It's been getting worse and worse, to the point that I find real pain preferable. I can't sleep at night. I wind up twisting and contorting myself harshly in any way possible just to crack the joint, sometimes even blugenting my back and knees for any sort of relief at all.
I find that drinking copious amounts of fluid sometimes helps, as does taking multivitamins. But it's not an end all treatment. And there are plenty of nights it doesn't work at all. So I wrench my body as hard as I can, staying up twisting and cracking in the hopes of rest and relief.
I get no pleasure from joint cracking. It is in no way habitual in the sense that say, biting your nails playing with your hair is. Stopping isn't an option, it gets far too uncomfortable.
Quite frankly it's getting to the point where I might kill myself to be rid of the condition. I really don't want to. I like life and I have things to do with it, but this condition is driving me in that direction.
I can't find anything online that looks remotely close, save for this forum.
It also sounds like something doctors can't diagnose or treat from what I've read.Thanks for reading, and any input.
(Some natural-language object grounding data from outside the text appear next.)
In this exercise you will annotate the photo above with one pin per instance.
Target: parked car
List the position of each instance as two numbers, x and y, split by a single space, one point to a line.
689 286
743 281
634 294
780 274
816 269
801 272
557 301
Well, I am only 22, but I feel the same way. I can't stand it! My older sister started cracking the knuckles in my fingers when i was 5. ('93). When I was 6, I fell and hyperextended my elbow, and ever since have had issues with it. But when it started cracking I was about 9. By then, I was cracking my neck, back, right wrist, left elbow, right ankle, some of my toes, and my b**t bone. :lol:
But anyway, it has gotten much more serious over the years. I cannot sit in any position comfortably, only catch about a third of the sleep a regular person would get each week. I cannot do any normal activity and has even gotten to the point where I cant stand in the shower at times. I've had thoughts of taking sledge hammers to my knees and paralyzing myself to the point of just having to be in a wheelchair. but then i think screw that! i would be stuck in this chair having to crack everything else and couldnt wheel in to the garage in order to severly damage some other part of my body so I no longer have to deal with the pain.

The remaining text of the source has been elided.